I caught sight of Angel as she stepped out of the doorway of the crew shack. She was immaculately attired in her very clean, newly pressed overalls. She had on a red engineers cap emblazoned with yellow polka-dots, but on closer inspection, were actually embroidered little yellow hearts. Her red bandanna loosely hung around her neck and over the bib of her overalls. Freshly shined brown work boots finished off her ensemble.

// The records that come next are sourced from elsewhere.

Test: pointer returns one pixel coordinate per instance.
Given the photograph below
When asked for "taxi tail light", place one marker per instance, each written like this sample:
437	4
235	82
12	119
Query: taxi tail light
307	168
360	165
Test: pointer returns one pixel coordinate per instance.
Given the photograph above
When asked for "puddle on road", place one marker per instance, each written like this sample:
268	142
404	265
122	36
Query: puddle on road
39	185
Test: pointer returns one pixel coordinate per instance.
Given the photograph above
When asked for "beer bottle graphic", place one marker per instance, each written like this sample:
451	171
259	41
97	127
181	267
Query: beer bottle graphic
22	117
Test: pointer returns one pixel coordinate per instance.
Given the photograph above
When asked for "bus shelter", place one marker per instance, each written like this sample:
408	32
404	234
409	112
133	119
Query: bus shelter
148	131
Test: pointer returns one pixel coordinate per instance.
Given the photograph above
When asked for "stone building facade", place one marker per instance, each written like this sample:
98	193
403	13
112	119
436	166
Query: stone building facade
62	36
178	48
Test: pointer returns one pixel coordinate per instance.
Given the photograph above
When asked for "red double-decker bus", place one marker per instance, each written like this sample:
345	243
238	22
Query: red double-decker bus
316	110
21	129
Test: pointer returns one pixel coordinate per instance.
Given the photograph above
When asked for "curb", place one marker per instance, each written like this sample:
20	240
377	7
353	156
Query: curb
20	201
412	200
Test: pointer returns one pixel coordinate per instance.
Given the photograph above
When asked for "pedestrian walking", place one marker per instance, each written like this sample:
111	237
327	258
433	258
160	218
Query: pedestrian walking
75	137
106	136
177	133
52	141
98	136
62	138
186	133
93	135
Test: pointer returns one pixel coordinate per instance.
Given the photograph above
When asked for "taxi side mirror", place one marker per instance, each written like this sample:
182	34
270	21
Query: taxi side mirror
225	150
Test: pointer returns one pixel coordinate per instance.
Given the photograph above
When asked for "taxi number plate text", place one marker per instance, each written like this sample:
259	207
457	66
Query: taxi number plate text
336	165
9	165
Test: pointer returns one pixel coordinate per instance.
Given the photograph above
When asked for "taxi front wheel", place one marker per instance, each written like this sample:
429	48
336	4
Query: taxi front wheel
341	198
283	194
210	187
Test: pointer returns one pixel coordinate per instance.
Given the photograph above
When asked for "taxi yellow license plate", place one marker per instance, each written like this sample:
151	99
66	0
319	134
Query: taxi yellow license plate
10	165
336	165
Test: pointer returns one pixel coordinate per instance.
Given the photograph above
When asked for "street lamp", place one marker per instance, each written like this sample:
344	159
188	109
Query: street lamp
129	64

She headed straight down the side of the roadbed which, leading down from the coaling facilities, was always dirty with unburned coal and clinkers left from hurriedly cleaned fire boxes. There were also large puddles of oil and standing water from the overflow of the tenders when they were carelessly filled. It amazed me she was able to stay so clean – Jiminy Cricket! she fired a steam locomotive – but she did, and now I knew the secret: Angel levitated over all of the mess, without stepping in any of it because, after all, she is an angel.

This would be our last trip together in this locomotive 3751. Soon I would be in command of one of the brand-new diesel ‘E’ units, which would be on the front end of all the ATSF Super Chief passenger trains. I was blessed to have her as my fireman through the years of steam, now she would join me operating the new wave of railroading.

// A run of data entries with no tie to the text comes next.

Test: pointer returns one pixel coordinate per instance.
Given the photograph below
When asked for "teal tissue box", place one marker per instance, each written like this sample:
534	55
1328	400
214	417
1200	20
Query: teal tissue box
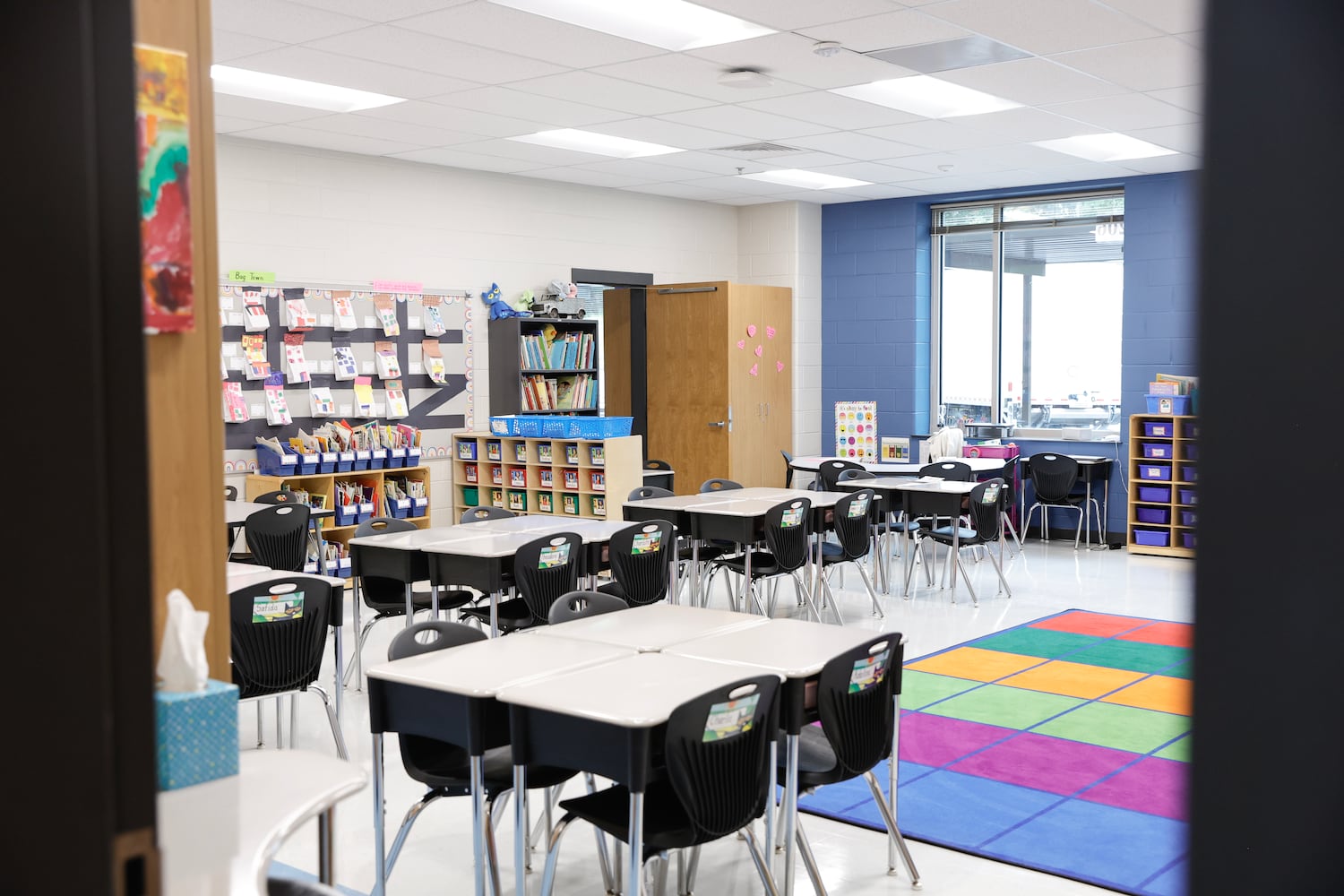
196	734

She came alongside of the cab without looking up to acknowledge me. I saw directly down on her delightful head and shoulders, the same parts of her body I was recently caressing while we lay in bed. She was singing a little tune, oblivious of my presence above her in the cab window.

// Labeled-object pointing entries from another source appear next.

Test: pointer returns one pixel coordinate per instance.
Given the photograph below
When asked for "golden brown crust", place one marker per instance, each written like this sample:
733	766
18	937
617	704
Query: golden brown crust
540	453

At the rear of the cab, she turned and mounted the ladder up to the footplate between the cab and the tender. Swinging herself in and around the back wall of the cab, she stepped to my side and holding my head in her gloved hands she sang a little verse, “Whatcha got cookin’ good lookin’?”

“Wow,” I proclaimed. “You could make a hit song out of those lyrics.”

“Maybe I will when you retire in a few years.”

“The Hosteler left us here on the `Ready Track,` they didn’t have the room down near the station. When I got the briefing and manifest, I saw that it’s a really long train this morning. In a few minutes, we’ll have to back down and couple on,” I said staring out the cab window trying to mask my thoughts of the ‘human’ women I wished were in my life.

“Not only long,” she replied. “Heavy too, there are several sleepers, and three baggage cars, not to mention the additional REA cars up front. I hear there’s a film crew from Los Angeles, they are going to film a movie in Chicago, a musical about the old prohibition days. She’s the star.”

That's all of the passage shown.